I broke off, because a very familiar van had just rolled into the parking area; for a moment I expected Mark Steiner to step out and start pulling his shooting equipment out of the rear. But it wasn’t Mark, of course. I went over there.
“Hi, Ruth.”
“Hello, Matt. The girls wanted to say good-bye to you.”
“Only the girls?”
She said, “Is Bravo giving you trouble?”
“It takes a while, but he’s a good pup.”
She said, “That was the last thing he asked, in that room, wasn’t it? That you’d really take his dog and look after him. ” I said, “The trouble with this business is that the bad guys often have redeeming traits and the good guys are often real bastards. . . . What’s that?”

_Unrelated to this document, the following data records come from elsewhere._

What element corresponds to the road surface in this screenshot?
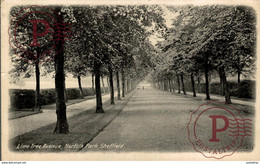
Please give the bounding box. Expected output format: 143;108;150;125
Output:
82;88;254;152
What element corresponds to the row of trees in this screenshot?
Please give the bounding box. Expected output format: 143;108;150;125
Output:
10;6;165;133
151;5;256;103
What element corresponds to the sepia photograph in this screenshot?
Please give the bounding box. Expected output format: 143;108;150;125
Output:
1;1;260;161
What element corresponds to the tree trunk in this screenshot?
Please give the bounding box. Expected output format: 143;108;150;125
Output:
168;78;172;92
170;79;175;92
220;67;231;104
63;73;68;102
181;74;186;95
121;69;125;97
218;69;225;96
126;79;129;94
108;67;115;105
190;73;197;97
77;75;84;98
94;61;105;113
34;61;41;111
107;77;110;93
197;75;201;93
116;71;121;100
204;64;210;100
177;74;181;93
101;76;106;93
91;73;95;95
53;7;69;133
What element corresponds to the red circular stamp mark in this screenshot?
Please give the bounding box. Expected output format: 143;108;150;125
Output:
187;102;252;159
9;5;71;63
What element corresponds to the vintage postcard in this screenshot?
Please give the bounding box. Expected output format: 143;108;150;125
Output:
1;0;260;161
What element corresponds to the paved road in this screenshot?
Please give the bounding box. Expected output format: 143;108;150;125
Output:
82;88;254;152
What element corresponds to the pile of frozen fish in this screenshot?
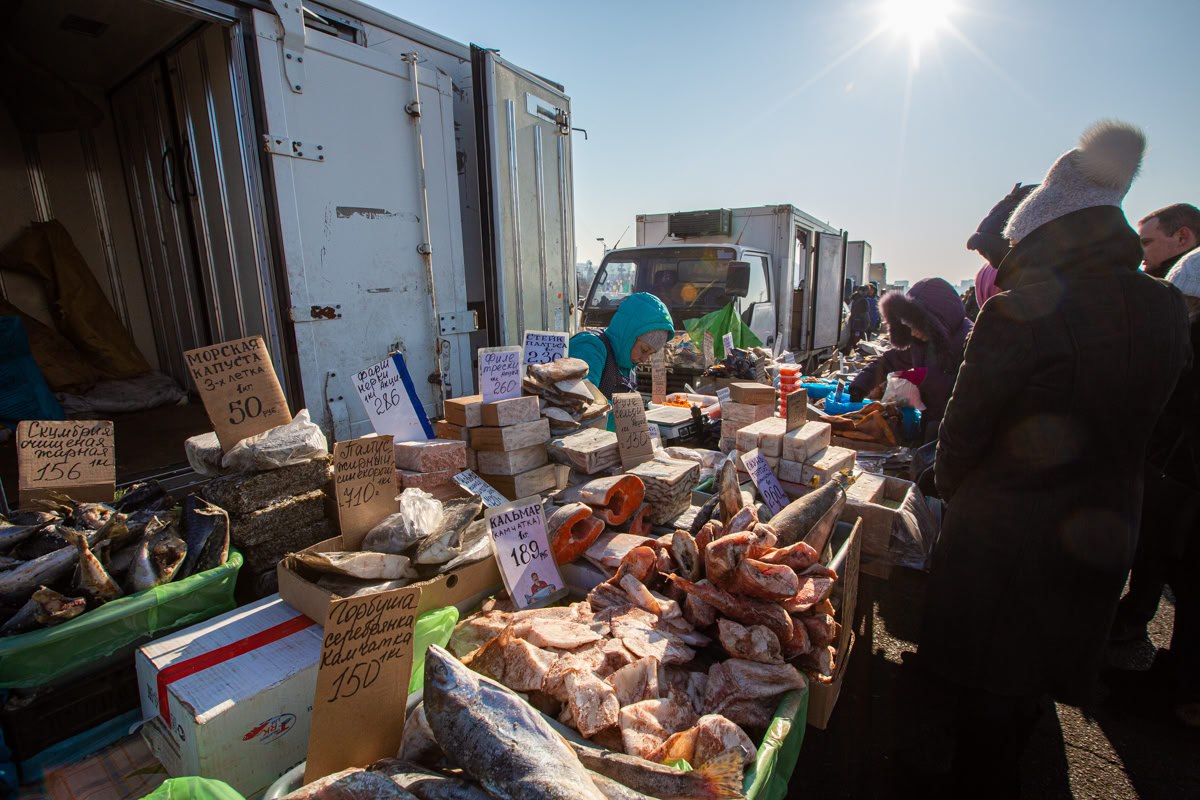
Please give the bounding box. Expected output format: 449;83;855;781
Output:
0;481;229;636
522;359;608;434
284;645;743;800
432;462;845;768
287;489;492;597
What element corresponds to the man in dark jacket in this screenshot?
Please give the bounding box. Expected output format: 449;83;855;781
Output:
1138;203;1200;278
850;278;971;441
918;122;1190;796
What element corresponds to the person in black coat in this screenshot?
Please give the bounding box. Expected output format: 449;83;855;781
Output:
917;122;1192;796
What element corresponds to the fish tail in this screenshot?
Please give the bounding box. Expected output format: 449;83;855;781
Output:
692;748;745;800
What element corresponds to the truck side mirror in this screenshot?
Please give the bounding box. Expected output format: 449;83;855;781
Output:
725;261;750;297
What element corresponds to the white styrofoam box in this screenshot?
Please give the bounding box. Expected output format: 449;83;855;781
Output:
800;446;856;486
782;420;833;462
136;595;323;796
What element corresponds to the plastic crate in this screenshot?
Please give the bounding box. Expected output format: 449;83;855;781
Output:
0;549;241;688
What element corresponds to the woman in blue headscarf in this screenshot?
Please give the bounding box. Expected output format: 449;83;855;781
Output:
570;291;674;401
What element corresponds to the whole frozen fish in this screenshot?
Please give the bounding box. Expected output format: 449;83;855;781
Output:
414;497;484;564
71;531;125;603
425;645;605;800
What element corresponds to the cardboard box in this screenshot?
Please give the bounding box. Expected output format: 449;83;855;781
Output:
134;595;322;795
809;519;863;730
276;536;502;625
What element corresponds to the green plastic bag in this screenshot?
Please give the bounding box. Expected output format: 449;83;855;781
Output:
0;549;241;688
142;777;246;800
408;606;458;694
683;302;762;361
742;687;809;800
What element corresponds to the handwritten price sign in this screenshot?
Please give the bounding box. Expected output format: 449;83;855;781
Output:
742;447;791;513
17;420;116;506
524;331;569;367
487;497;566;608
479;347;521;403
354;353;433;441
305;587;421;783
184;336;292;451
612;392;654;469
334;437;396;551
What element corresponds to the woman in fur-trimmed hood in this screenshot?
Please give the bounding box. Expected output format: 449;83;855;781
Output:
850;273;971;441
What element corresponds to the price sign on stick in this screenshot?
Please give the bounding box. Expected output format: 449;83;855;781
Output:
742;447;791;513
487;497;566;608
454;469;509;509
184;336;292;452
17;420;116;507
612;392;654;469
650;349;667;405
304;587;421;783
479;347;521;403
787;389;809;433
354;353;433;441
524;331;570;367
721;333;733;357
334;437;396;551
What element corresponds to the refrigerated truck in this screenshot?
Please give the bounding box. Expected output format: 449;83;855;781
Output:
582;205;847;374
0;0;575;489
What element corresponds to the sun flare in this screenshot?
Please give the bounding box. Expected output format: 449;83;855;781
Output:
880;0;953;60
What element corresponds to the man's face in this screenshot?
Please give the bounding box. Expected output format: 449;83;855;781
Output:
1138;218;1192;269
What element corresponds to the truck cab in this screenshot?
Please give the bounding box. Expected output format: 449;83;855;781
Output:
582;243;776;347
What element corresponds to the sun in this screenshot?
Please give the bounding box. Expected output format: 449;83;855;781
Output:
880;0;954;61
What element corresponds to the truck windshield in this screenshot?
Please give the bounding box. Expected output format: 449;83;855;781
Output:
583;247;737;329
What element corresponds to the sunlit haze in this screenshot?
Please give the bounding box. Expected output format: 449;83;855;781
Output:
371;0;1200;283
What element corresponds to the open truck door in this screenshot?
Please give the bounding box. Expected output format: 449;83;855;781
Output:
809;233;846;353
253;2;472;439
470;46;575;344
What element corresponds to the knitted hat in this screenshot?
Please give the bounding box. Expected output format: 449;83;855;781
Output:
1166;247;1200;297
967;184;1038;251
1004;120;1146;245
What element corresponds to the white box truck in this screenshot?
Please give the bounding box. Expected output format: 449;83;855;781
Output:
582;205;846;390
0;0;575;491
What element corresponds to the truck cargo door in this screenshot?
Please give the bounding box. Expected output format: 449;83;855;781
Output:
809;234;846;350
472;47;575;344
254;4;474;439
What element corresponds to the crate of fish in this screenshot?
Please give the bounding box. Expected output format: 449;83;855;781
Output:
0;483;242;688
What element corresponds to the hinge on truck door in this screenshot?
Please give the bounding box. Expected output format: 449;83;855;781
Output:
271;0;304;95
263;133;325;161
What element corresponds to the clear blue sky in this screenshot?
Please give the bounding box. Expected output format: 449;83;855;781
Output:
368;0;1200;283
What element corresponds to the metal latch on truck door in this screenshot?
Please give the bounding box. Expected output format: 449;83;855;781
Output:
263;133;325;161
271;0;304;95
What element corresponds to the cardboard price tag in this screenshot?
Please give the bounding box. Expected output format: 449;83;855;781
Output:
17;420;116;506
334;437;396;551
354;353;433;441
612;392;654;469
454;469;509;509
304;587;421;783
479;347;521;403
184;336;292;452
487;497;566;608
742;447;791;513
524;331;570;367
721;332;733;357
650;349;667;405
786;389;809;433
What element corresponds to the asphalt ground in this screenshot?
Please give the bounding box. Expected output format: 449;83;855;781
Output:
788;569;1200;800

She was holding out to me a small plastic box, a square, about half an inch thick and four inches to the side. I glanced at her, took the box, opened it, and looked at the computer disk inside.
She said, “No, this is not Mark’s book; that’s really gone, just as I said. But I told you once that there was an appendix he hadn’t finished. For every name in the text there was a footnote referring the reader to a fairly complete dossier on the person mentioned, at the rear of the book. Mark kept a backup copy of the appendix in his tackle box or whatever you call it, right here in the van. Actually, it holds more really incriminating stuff than the main body of the text.” She pushed it into my hand. “It’s yours. Do what you want with it. After all, you saved my life.”
I looked at the disk for a moment; then I grinned. “If it’s all right with you, I think I’ll send it to Ackerman, from the two of us.”
She looked startled. “To Roger? But—”
“Coals of fire,” I said. “If it helps him get Palomino, think how he’ll hate us, wondering every minute if we’re going to pop up and claim the credit.” I stopped grinning. “Besides, he’ll probably make better use of the information than somebody who goes by the rules, and I don’t really think the drug business should be encouraged, even though it’s not my problem, officially speaking.”
After a moment Ruth said, “You’re really kind of a nice guy, in a way.”
I said, “I don’t hold grudges very long, just long enough to keep me in adrenaline when I need it.”
“Of course, you’re also kind of an awful guy, in a way,” she said.
We stood for a moment in silence, in the cool high-country sunshine. The Jemez Mountains on the horizon were not as spectacular as the Andes. The two little girls were picking up spent cartridge cases as if they were pretty seashells on the beach. It occurred to me that I wouldn’t really mind having them as my little girls.
“It wouldn’t work, Matt.” Ruth’s voice was soft.
“I know.”
“I don’t think you do. You think I’m a super-sensitive little idiot who can’t bear to pull a trigger and can’t stand thinking about that old man you executed so deliberately, not to mention the others. . . . Oh, I saw what you did with that machete. Ugh. But it’s not that, really. It’s just that the dangerous work you do . . . well, I’ve had two husbands who died violently. I don’t need a third. The girls don’t need another dead daddy, damn it. And what if . . . what if somebody shooting at you were to hit one of them?”
Then the little girls came running, and I told them that the short, fat ones were .45s, the medium ones were either .38 or 9mm, and the little bitty ones were .22s.
“I got to shoot a twenty-two in the secret place where we were,” Andrea said proudly.
“Mommy’s going to get us a puppy,” the little one said. “She promised.”
I glanced quickly at Ruth. She smiled. “That’s another one I owe you. I think I can stand a puppy now, if it’s a small puppy.”
There was a little pause; then I said, “It’s okay, Ruth. Everything is okay. Take care.”
I watched the van drive away. I’d left the car door open and Bravo had gone off again, but he came racing in to the whistle as before and jumped in where he was supposed to, making the little station wagon rock on its springs. He was a very substantial pup and I looked forward to seeing him with a duck in his mouth. Or make that a goose; he had the size for it. When I reached home, there was a car parked in front of my gate. It wasn’t one of the workmen who were doing the final repairs in back. One of them might be driving a small red sports car shaped like a watermelon seed; but this was Sunday. I remembered another Sunday when I’d seen a UPS van that wasn’t.